Over the years, enhanced by Ronald Reagan's rhetorical repetition, Republicans took away the words "liberty" and "freedom" from the liberals, who were left only with the crucial, bedrock word "justice" that they didn't often want to hurl against the Republicans. Too bad, because the hardest word for the Republicans to hijack is "justice." Note its rarity in that Party's speeches and writings. Without "justice," of course there is little "freedom" or "liberty."
More recently, Republican extremists and the media have usurped the word "populist" to misuse it as a pretext to "divide and rule," while the corporatists laugh all the way to the megabanks that are "too big to fail." Populism was a political movement against gigantic concentrated corporate power of the banks and railroads over 100 years ago, on behalf of all the people. That is what the farmers and workers were driving their populist revolts to achieve.
The latest verbal usurpation is making "globalism" into a dirty word, as former Wall Streeter, Steve Bannon has done. Notice the absence of any qualifying adjective. There are different types of globalization. The word is used to identify financial/corporate transnational creators of a global world order opposed to nationalism. In reality, the other globalism brings together people who believe in global unity. This includes beneficial global treaties, normal commercial laws, and disaster rescue efforts.
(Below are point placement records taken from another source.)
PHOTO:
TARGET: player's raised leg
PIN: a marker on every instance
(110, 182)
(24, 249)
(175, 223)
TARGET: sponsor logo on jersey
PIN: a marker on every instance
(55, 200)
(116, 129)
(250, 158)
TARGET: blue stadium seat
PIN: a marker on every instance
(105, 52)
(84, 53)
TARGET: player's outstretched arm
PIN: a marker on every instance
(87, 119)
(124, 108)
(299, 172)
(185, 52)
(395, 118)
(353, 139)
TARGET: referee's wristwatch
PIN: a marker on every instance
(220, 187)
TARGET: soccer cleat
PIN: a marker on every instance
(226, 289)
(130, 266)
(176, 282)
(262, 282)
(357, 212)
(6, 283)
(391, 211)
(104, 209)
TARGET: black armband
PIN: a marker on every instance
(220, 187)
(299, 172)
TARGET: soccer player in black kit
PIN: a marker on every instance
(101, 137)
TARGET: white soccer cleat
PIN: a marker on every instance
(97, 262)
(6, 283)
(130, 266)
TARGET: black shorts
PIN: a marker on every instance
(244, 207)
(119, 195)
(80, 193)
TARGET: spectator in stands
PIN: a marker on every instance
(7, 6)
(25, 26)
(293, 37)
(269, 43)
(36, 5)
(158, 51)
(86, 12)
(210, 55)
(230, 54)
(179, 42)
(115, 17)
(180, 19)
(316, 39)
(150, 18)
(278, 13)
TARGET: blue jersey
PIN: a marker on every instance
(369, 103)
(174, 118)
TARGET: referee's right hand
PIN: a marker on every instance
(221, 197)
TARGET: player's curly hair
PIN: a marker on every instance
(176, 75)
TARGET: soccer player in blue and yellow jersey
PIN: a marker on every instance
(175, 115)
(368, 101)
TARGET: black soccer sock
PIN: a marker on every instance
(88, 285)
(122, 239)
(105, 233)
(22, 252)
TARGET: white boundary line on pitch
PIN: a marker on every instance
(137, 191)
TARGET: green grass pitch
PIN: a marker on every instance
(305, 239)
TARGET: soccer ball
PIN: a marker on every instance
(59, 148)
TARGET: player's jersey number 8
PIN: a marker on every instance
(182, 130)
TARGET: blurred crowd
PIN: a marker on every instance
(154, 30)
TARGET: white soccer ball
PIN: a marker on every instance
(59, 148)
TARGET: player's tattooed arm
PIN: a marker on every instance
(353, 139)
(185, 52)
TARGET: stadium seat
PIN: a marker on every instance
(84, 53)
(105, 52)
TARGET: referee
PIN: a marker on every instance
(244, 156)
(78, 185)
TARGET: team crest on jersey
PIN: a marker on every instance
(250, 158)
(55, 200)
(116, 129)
Above all, there is civic globalization where the forces of just democratic societies unite with environmental (eg. climate disruption), worker, consumer, cooperative and charitable missions. Given the interdependencies of the natural environment and the mutual reinforcements of justice initiatives, we should talk much more about civic globalization as a counterweight to globalized corporations strategically planning and advancing their commercial priorities.
Civic globalization recognizes that the nation state remains, economist Herman Daly has noted, the main defense against global corporate predators.
Turning "globalists" and "globalization," without any adjectives, into pejorative stereotypes fosters other forms of prejudicial propaganda.
The Republican wordsmith, Frank Luntz has scoffed at the Democrats' verbal ineptitude or indifference. Luntz coined the phrase "death tax" to replace "estate tax", and with the media's repetition almost got the Congress to repeal this tax that is overwhelmingly on the wealthy. Fortunately, in 2002 the Democrats blocked this all out Republican effort in the House and the Senate. Once when asked, what would he have called the "estate tax" were he a Democrat, Luntz smiled and immediately said "the billionaires' tax." His gift to the Democrats was not adopted as a moniker in this continuing plutocratically-driven struggle over mind-shaping words and phrases that so often serve to obscure contrary deeds.